Exploratory Data Analysis

Company

Now that all the missing values are handled, let’s explore the data relationship. The first simple thing we might want to see is the distribution of how many menus are there in the dataset from each company.

ggplot(fastfood, aes(x=Company)) + geom_bar(stat="count", fill="#69b3a2")+ 
  ggtitle("Distribution of Menu Items from Fastfood Companies") +
  xlab("Company") + 
  ylab("Count")

As we can see, the dataset is imbalanced as there are more menu items from McDonald's and least from Pizza Hut, which encourages us to adopt resampling method to account for this. I will use k-fold cross validation method. The distribution also tells us that McDonald's possibly has the most diverse menus available to customers.

Calories

It would also be useful to look at distribution of calories across companies.

fastfood %>%
  ggplot( aes(x=Calories, fill=Company) ) +
    geom_histogram( color="#e9ecef", alpha=0.6, position = 'identity') +
    scale_fill_manual(values=c("#69b3a2","#404080","#FFFFCC","#CCE5FF","#FFCCE5", "red")) +
    theme_ipsum() +
    labs(fill="") +
  facet_wrap(~Company)

df <- fastfood %>% 
  arrange(desc(Company)) %>% 
  group_by(Company) %>% 
  summarise(total=sum(Calories)) %>% 
  mutate(prop=total/sum(total)) %>% 
  mutate(label=scales::percent(prop))

df %>% 
  ggplot(aes(x="", y=prop, fill=Company)) +
    geom_bar(stat="identity", width=1, color="white", alpha=0.6) +
    coord_polar("y", start=0) +
    theme_void() +
    geom_text(aes(label = label), color = "black", size=4, position = position_stack(vjust = 0.5))+
  scale_fill_manual(values=c("#69b3a2","#404080","#EE45AD","#CCE5FF","#FFCCE5", "red")) 

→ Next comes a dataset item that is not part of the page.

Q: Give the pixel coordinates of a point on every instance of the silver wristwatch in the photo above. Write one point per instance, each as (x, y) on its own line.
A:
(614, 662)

From both the histogram distributions and pie chart, we can see that McDonald's contributes the most to the total calories from all the companies, which could be because that McDonald's has generally higher calories menu or because it has the most amount of menu items as we seen above. All of them follow a similar distribution that peaks around 400 Calories and ranges from 0 all the way to 1200 calories. This high upper bound indicates the fact that some menus from fast food companies are high in calories and should be consumed with caution.

Correlation

We should also check beforehand if the predictors have any strong correlations so that we can handle them while creating the receipts.

fastfood %>% 
  select(is.numeric, -Company) %>% 
  cor() %>% 
  corrplot(type = "lower", diag = FALSE, method = "circle", addCoef.col = 1, number.cex = 0.7)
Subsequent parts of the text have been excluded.